In welcher Form können die Mitarbeiterinnen und Mitarbeiter in dieser schwierigen Lage gestärkt werden?
Es finden zweimal täglich Skype-Konferenzen zwischen dem internen Krisenstab und den Pflegekräften statt. Mitarbeitende, die Angst haben, selbst infiziert zu sein, können einen Antigen-Schnelltest machen. Es gibt eine sehr offene interne Kommunikation und täglichen Telefonkontakt zu den Mitarbeitenden in Quarantäne.
Die Küche im Haus "Alte Liebe" bekocht derzeit nicht nur die Bewohnerinnen und Bewohner, sondern auch alle Mitarbeitenden. Dazu werden die Teams täglich mit Obstkörben und auch mit Schokolade versorgt.

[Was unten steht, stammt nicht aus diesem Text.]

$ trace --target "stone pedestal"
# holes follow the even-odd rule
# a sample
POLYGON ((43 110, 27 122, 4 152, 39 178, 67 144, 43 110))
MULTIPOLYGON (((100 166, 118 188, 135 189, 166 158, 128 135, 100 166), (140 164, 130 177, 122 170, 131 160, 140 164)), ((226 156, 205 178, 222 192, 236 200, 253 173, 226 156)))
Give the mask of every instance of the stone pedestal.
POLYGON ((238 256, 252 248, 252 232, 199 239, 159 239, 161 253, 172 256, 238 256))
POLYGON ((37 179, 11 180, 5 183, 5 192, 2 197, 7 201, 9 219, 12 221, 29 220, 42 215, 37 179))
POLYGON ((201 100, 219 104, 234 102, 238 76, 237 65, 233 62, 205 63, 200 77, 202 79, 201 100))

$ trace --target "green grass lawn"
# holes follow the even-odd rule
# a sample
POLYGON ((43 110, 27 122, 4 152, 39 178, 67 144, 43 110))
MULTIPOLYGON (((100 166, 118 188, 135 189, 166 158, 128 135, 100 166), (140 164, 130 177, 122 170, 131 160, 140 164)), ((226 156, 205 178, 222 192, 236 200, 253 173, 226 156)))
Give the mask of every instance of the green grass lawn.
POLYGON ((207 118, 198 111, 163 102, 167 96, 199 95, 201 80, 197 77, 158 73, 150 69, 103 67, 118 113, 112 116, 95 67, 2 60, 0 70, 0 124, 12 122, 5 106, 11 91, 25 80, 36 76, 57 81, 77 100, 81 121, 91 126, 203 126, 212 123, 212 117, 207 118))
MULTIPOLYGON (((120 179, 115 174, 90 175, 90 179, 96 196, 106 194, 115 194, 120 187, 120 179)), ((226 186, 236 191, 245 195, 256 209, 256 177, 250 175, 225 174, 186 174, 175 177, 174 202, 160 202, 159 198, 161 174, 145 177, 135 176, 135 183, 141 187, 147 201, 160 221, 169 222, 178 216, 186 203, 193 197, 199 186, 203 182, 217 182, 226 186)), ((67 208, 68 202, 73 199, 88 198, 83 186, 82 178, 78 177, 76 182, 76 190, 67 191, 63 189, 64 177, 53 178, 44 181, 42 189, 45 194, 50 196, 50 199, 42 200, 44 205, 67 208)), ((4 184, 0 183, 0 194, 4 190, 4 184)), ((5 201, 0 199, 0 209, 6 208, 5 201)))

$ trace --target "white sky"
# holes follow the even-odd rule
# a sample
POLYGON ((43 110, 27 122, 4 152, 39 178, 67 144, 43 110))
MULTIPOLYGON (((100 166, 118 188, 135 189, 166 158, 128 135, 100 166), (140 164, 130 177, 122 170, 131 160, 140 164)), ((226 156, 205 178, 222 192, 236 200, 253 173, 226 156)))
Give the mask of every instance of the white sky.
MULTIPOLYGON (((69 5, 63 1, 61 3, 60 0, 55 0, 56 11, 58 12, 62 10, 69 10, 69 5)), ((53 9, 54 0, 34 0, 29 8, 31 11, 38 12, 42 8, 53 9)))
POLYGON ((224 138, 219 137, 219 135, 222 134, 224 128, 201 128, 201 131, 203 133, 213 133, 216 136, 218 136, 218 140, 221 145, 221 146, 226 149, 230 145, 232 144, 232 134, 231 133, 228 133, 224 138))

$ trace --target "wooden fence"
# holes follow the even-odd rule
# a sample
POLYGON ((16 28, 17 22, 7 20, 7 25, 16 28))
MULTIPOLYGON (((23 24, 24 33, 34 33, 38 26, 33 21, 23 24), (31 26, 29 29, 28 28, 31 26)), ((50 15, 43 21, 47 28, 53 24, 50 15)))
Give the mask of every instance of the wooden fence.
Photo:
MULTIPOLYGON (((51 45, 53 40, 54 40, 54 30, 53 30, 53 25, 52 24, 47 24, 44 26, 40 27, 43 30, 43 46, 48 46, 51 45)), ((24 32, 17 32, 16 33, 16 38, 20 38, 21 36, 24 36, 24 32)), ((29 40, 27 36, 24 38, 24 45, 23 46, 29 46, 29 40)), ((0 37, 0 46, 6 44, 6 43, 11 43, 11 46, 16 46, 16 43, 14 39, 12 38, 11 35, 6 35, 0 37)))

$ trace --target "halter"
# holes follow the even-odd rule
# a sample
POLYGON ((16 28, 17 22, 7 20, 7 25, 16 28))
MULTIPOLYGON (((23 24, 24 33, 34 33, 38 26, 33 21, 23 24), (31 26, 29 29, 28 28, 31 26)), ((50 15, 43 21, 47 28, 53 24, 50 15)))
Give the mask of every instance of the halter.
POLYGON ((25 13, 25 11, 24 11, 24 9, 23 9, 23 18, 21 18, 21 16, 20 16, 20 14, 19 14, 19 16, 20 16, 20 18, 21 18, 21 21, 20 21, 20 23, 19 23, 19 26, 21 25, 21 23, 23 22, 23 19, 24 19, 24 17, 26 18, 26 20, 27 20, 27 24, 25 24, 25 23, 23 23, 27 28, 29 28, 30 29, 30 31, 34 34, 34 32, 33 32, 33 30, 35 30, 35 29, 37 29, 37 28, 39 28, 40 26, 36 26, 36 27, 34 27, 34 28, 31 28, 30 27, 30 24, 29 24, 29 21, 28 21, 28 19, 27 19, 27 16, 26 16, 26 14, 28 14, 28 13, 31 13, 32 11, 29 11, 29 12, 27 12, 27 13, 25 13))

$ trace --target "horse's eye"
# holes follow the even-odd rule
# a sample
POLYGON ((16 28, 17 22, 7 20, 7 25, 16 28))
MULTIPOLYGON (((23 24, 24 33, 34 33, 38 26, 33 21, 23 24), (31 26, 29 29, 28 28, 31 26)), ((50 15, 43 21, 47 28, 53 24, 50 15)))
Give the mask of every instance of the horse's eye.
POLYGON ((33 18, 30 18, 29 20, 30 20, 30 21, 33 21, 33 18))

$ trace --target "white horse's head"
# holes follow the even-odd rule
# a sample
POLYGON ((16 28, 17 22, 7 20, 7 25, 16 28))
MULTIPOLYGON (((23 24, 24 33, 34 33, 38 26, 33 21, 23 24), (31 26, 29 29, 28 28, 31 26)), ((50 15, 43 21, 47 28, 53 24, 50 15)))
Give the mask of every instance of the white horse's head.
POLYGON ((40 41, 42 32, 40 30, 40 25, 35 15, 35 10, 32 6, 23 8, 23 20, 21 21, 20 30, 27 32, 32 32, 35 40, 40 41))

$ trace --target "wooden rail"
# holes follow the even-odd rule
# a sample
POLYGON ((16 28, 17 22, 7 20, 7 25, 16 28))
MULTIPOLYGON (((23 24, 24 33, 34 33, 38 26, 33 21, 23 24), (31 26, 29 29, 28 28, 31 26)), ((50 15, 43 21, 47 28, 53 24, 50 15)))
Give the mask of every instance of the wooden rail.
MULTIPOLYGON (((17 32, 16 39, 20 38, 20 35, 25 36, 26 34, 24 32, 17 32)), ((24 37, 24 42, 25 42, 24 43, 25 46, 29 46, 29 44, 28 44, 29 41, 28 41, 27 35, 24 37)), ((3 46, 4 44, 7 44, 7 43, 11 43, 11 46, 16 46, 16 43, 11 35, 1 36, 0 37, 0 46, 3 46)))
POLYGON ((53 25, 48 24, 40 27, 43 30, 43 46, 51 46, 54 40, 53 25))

Fachbereichsleitung Heike Bülken war 14 Tage lang zur Unterstützung im Haus präsent. Alle Führungskräfte - Wohnbereichsleitung, Pflegedienstleitung Anne Zimmer-Reckardt, Einrichtungsleitungsleiter Jürgen Bülter, Fachbereichsleitung Heike Bülken und auch AWO-Geschäftsführer Siegmar Weegen - waren und sind rund um die Uhr auch an Wochenenden ansprechbar. Außerdem können alle Mitarbeitenden bei Bedarf auf das Angebot von Team- oder Einzelsupervision zugreifen.
"Nicht ob, sondern wann"
Heike Bülken, Leitung des Fachbereichs Stationäre Altenhilfe der AWO Bremerhaven, schildert die Lage und die bisherigen Erfahrungen so: "Unsere überaus sorgfältige Vorbereitung für den Tag X hat ganz viel Sicherheit gegeben. Seit Beginn der Corona-Pandemie war ja im Grunde nicht die Frage, ob, sondern eher wann ein Haus vom Corona-Virus getroffen wird. Deshalb haben wir seit März in allen unseren Einrichtungen intensiv daran gearbeitet, gut aufgestellt zu sein.
Die Isolierstation war vorbereitet, es stand ausreichend persönliche Schutzausrüstung (PSA) zur Verfügung und jede(r) wusste ganz genau, was er/sie zu tun hat." Das ganze Team arbeite fantastisch zusammen - und dies trotz der unglaublich hohen körperlichen und auch psychischen Belastung und der natürlich vorhandenen Sorge vor eigener Ansteckung: "Was unsere Mitarbeitenden und Führungskräfte leisten, ist gar nicht hoch genug zu bewerten. Wir sind natürlich sehr traurig darüber, dass zwei Bewohnerinnen verstorben sind. Besonders den Pflegekräften, die täglich mit den Menschen arbeiten und sie betreuen, geht das überaus nahe."